URI: 
       # taz.de -- Versuch über die Selbstverfraulichung
       
       > Sie zitiert Beuys und malt die Mächtigen. Jiny Lans Kunst irritiert
       > gewaltig. Zu sehen ist sie zur Art Week in der Galerie Tammen
       
   IMG Bild: „Die korrekte Beinhaltung“ beherrscht die Künstlerin Jiny Lan. Ihr Gemälde heißt auch so
       
       Von Max Florian Kühlem
       
       Die frohe Kunde über die Künstlerin Jiny Lan wird jetzt auch nach Berlin
       getragen. Ihr Galerist Tammen zeigt zur Berlin Art Week eine
       Premierenausstellung neuer Werke unter dem Titel „Found In Translation“.

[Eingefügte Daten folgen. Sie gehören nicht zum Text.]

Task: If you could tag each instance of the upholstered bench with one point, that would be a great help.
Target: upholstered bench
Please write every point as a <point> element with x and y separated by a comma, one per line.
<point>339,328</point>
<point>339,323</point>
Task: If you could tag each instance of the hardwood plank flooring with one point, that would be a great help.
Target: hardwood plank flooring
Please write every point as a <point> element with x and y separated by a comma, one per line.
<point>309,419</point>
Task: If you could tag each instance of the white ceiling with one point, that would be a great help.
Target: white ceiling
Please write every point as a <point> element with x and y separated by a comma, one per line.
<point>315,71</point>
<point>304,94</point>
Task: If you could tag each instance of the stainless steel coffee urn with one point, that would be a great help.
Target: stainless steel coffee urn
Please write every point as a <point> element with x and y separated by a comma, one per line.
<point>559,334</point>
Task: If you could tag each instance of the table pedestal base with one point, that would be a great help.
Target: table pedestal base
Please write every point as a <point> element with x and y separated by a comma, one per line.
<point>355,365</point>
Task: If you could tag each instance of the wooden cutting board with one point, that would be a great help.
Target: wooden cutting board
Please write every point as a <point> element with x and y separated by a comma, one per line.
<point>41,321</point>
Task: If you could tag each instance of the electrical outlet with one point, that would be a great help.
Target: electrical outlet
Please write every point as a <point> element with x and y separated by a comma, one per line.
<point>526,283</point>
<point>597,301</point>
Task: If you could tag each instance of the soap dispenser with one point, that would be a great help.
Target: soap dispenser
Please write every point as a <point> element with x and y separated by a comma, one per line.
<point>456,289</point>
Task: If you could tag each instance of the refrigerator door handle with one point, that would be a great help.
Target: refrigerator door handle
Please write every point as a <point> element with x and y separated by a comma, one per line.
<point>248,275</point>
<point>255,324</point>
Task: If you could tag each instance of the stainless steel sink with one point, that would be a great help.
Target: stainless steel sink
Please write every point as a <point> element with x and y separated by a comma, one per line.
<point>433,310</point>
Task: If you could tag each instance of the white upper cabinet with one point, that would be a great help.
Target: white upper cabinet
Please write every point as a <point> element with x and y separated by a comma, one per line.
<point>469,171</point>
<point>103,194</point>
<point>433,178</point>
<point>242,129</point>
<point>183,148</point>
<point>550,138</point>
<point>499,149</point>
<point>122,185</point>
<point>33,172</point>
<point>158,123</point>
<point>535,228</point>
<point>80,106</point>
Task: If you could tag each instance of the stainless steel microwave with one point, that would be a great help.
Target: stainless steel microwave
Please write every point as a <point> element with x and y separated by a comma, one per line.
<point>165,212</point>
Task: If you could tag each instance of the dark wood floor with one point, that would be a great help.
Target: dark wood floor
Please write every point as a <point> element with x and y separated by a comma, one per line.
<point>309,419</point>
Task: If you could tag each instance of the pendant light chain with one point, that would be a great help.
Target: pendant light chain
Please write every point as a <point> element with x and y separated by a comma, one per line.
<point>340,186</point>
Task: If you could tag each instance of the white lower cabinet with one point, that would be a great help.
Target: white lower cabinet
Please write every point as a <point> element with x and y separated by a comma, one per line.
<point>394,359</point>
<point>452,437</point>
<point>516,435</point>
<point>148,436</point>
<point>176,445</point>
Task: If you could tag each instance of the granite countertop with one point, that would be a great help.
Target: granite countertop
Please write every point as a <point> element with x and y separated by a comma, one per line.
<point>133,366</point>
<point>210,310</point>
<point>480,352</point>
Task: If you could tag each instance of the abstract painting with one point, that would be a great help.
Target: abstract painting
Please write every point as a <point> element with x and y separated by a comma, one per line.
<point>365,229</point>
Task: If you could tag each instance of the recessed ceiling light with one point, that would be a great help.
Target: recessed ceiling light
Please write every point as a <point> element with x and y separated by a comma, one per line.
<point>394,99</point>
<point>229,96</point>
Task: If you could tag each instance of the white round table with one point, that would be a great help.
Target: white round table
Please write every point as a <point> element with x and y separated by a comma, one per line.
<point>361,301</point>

       Die erste Begegnung mit Jiny Lans Kunst, mit der Künstlerin selbst und mit
       eigentlich allem, was mit ihr zu tun hat, löst erst mal gewaltige
       Irritationen aus.
       
       Beginnen wir mit der Kunst: Was ist das? Chinesische, traditionelle
       Malerei? Fotorealismus? Science-Fiction-Fantasy-Kitsch? Schaut mich hier
       Angela Merkel an? Und da Gerhard Schröder? Und dort Joseph Beuys und die
       Mona Lisa?
       
       Alle Assoziationen und verwirrenden Fragen, die beim Betrachten ihrer meist
       großformatigen Gemälde aufkommen, sind berechtigt. Denn die 1970 in Xiuyan
       in der nordchinesischen Küstenprovinz Liaoning geborene und 1995 nach
       Deutschland übergesiedelte Künstlerin mischt in ihren Bildern alles
       zusammen: westliche und fernöstliche Maltraditionen, biografische
       Einflüsse, gegenwärtige Diskurse, Porträts zeitgenössischer Machtmenschen,
       politische Anliegen.
       
       Jiny Lan sieht ihre Kunst feministisch motiviert. Auch das ist ein
       irritierender Fakt, denn zu ihren Freunden zählen Herren wie Dieter Nuhr,
       Till Brönner und Christian Lindner, die vielleicht nicht unbedingt
       zuvorderst als Vorkämpfer für den Feminismus bekannt sind. Lindner erschien
       auch zur Eröffnung ihrer Berliner Ausstellung und erklärte seine
       Faszination für Lans Angela-Merkel-Porträt, das die ewige Bundeskanzlerin
       im Stil eines chinesischen Kaiserinnenporträts mit einer Krone aus Menschen
       zeigt. Es hing sogar eine Zeit lang in seinem Büro.
       
       Doch tatsächlich gründete Jiny Lan in China 2012 mit Xiao Lu und Li Xinmo
       die erste feministische Künstlerinnen-Gruppe des Landes: Bald Girls – in
       Anlehnung an die postfeministischen „Bad Girls“ der 1990er Jahre, die gegen
       das Patriarchat ebenso rebellierten wie gegen rigide, lustfeindliche
       weibliche Selbstbilder. Dass sie die Nähe mächtiger Männer einerseits
       (offenbar ganz vorurteilslos) sucht und sie andererseits bekämpft, gehört
       zur interessanten Gesamtperformance ihrer Künstlerpersönlichkeit, mit der
       man sich ein wenig auseinandersetzen sollte, weil ihre Bilder dann
       gewinnen.
       
       Eine gute Gelegenheit dazu gibt es am Vorabend der Berlin Art Week, am
       heutigen 14. September um 18 Uhr: Dann wird die Künstlerin eine kleine
       Showeinlage an Joseph Beuys’ berühmte Performance „Wie man dem toten Hasen
       die Bilder erklärt“ anlehnen. Sie heißt „Versuch über die
       Selbstverfraulichung oder wie man dem toten Beuys die Bilder erklärt“.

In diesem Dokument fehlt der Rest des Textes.